AIOps in the spotlight - Part 4

AIOps is an emerging technology which offers the promise of helping IT and data centre teams get to grips with the growing complexity of their respective infrastructure environments – with the ultimate objective of ensuring application performance optimisation. In this issue of Digitalisation World, you’ll find a variety of thoughts and opinions as to just what AIOps offers, and why it matters.

  • Friday, 6th December 2019 Posted 4 years ago in by Phil Alsop

Today, most IT teams find themselves facing a number of challenges presented by the new and increasingly complex infrastructure that accompanies digitisation, including an exponential increase in data volumes and types. In fact, Gartner estimates that the data volumes generated by IT infrastructure and applications are increasing two- to three-fold every year (and that’s compounding growth). There’s clearly too much data for the humans on the IT team to sort through on their own.

 

By Vijay Kurkal, COO at Resolve.

 

 

Expanding infrastructure also results in 1000s of events streaming in every day to overtasked admins on the front lines. Given the immense volumes and the high rate of false alarms, IT teams are forced to simply ignore many of these alerts. On top of that, teams are tasked with tracking a dynamic, ever-morphing infrastructure that is heavily virtualised and spread across hybrid environments in the cloud and multiple data centres. Despite these challenges, IT is still expected to resolve requests, incidents, and performance issues in seconds, not days – without introducing more people to their already overburdened teams. 

 

AIOps, particularly when combined with automation, can help IT teams survive and thrive in this new era of increasing complexity. AIOps is a term coined to describe the use of artificial intelligence (AI) to aid in IT operations. AIOps technologies harness AI, machine learning, and advanced analytics to aggregate and analyse immense volumes of data collected from a wide variety of sources across the IT infrastructure. In doing so, AIOps quickly identifies existing or potential performance issues, spots anomalies, and pinpoints the root cause of problems. Through machine learning and advanced pattern matching, these solutions can even effectively predict future issues, enabling IT teams to automate proactive fixes before issues ever impact the business.

 

AIOps technologies also offer advanced correlation capabilities to determine how alarms relate to one another. This separates the signal from the noise and ensures IT teams focus their attention in the right place, streamlining operations. Additionally, many AIOps solutions can automatically map the dependencies between dynamic, changing infrastructure components to provide real-time visualisation of the relationships between applications and underlying technology. This makes it much easier to see how things are connected when troubleshooting and significantly reduces the time to solve problems.

 

While AIOps on its own drives tremendous value, the magic really happens when it is combined with robust automation capabilities that can take immediate and automated actions on the insights powered by the AI. When these technologies come together, they deliver a closed-loop system of discovery, analysis, detection, prediction, and automation, bringing IT closer to achieving the long-awaited promise of truly “self-healing IT.”

 

For IT teams faced with managing increasing complexity, AIOps and automation are the key to improving operational efficiency, reducing mean time to resolution (MTTR), and increasing the performance of business-critical infrastructure.  It’s finally IT’s turn to harness powerful AI-driven and automation technologies – and it must to ensure the success of its digital transformation efforts.

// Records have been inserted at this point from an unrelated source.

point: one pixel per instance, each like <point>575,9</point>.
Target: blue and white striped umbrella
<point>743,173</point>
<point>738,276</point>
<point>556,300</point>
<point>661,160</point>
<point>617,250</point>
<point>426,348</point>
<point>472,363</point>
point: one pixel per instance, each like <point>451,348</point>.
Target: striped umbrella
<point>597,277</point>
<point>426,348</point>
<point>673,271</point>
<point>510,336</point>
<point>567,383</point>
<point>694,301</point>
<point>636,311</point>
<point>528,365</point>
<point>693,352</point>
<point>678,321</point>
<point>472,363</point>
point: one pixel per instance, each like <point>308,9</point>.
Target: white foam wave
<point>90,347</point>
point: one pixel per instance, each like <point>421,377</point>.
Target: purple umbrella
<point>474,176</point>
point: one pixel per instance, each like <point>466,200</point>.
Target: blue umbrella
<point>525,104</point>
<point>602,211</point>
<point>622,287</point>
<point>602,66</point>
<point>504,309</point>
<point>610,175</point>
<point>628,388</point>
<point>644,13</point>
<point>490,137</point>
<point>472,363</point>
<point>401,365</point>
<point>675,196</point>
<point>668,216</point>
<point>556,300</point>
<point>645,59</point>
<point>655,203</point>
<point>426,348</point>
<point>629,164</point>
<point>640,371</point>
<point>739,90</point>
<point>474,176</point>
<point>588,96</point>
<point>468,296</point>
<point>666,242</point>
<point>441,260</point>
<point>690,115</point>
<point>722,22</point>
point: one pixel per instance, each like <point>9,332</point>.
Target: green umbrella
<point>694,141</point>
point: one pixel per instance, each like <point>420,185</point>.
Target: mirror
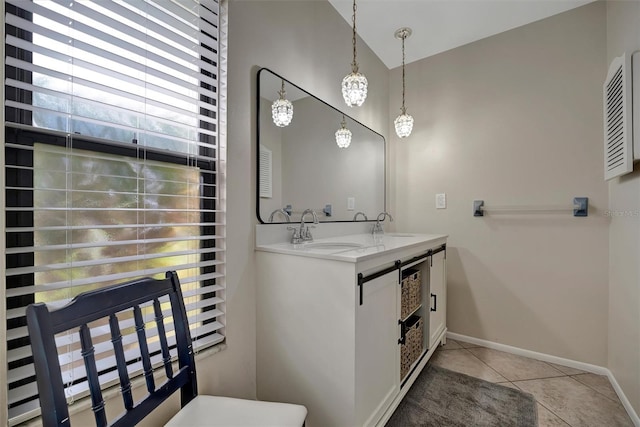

The fundamental promise of AIOPs is to enhance or replace a range of IT operations processes through combining big data with AI or machine learning, explains Justyn Goodenough, International Area VP at Unravel Data:

 

This promise holds appeal across industries as enterprises recognise the potential for AIOPS to solve expensive, challenging, and time-consuming problems in their big data deployment. Not only does AIOPS have the potential to drastically reduce the cost of deployments, it can do so while improving performance.

 

These increases in performance are largely achieved through automating or enhancing processes across an extensive range of use cases. For almost all workloads, AIOPS has the potential to automate several integral tasks including: workload management, cloud cost management, performance optimisation and remediation, and other processes. While running these tasks would typically be the responsibility of the data team, where they are a time-consuming and repetitive process, AI or ML can independently perform them at a much greater speed. This allows for data teams to focus on value on initiatives instead of constantly firefighting.

 

However, getting AIOPS right is a challenge - you only get out what you put in. This is to say that these AI-solutions need quality data inputs in order to generate useful outputs. These inputs need to be relevant, accurate, timely and comprehensive. To ensure their data inputs satisfy these criteria, enterprises need to measure the business outcomes they care about (time to insight, transaction response time, job completion time etc.) accurately, frequently and consistently. 

 

That being said, integrating AIOPS into big data workloads should be addressed on a case-by-case basis. What works for one organisation may not for another. In recognition of this, several distinct approaches to AIOPS have been developed:

  • Rule based – This is arguably the least ‘intelligent’ instance of AIOPs with data teams developing rules and automated responses to specific instances in the data stack. While this is the easiest to implement, it only works for constrained and limited use cases and can be difficult to maintain on a long-term basis
  • Neural Net based – Unlike the rule based approach, neural networks systems ‘learn’ to perform tasks by considering examples without being programmed with task-specific rules. While this is a more true example of AI, it does require training and can be problematic in dynamic environments
  • Unsupervised Self Learning – This approach requires the least involvement from the data team as the AI is left to teach itself. However, it is difficult to focus the AI on addressing the desired KPIs as its self-learning process lacks guidance
  • Supervised Self Learning – Addressing the issues of unsupervised self learning, supervised self learning combines human expertise with machine learning. This results in AI more directly addressing desired areas but requires more involvement from the data team

 

For enterprises looking to optimise their big data deployments, AIOPS is a necessary consideration. While a daunting prospect, evaluating which of these approaches is most pertinent to enterprise needs and if there are sufficient data inputs available is a good first step in the path to AIOPS.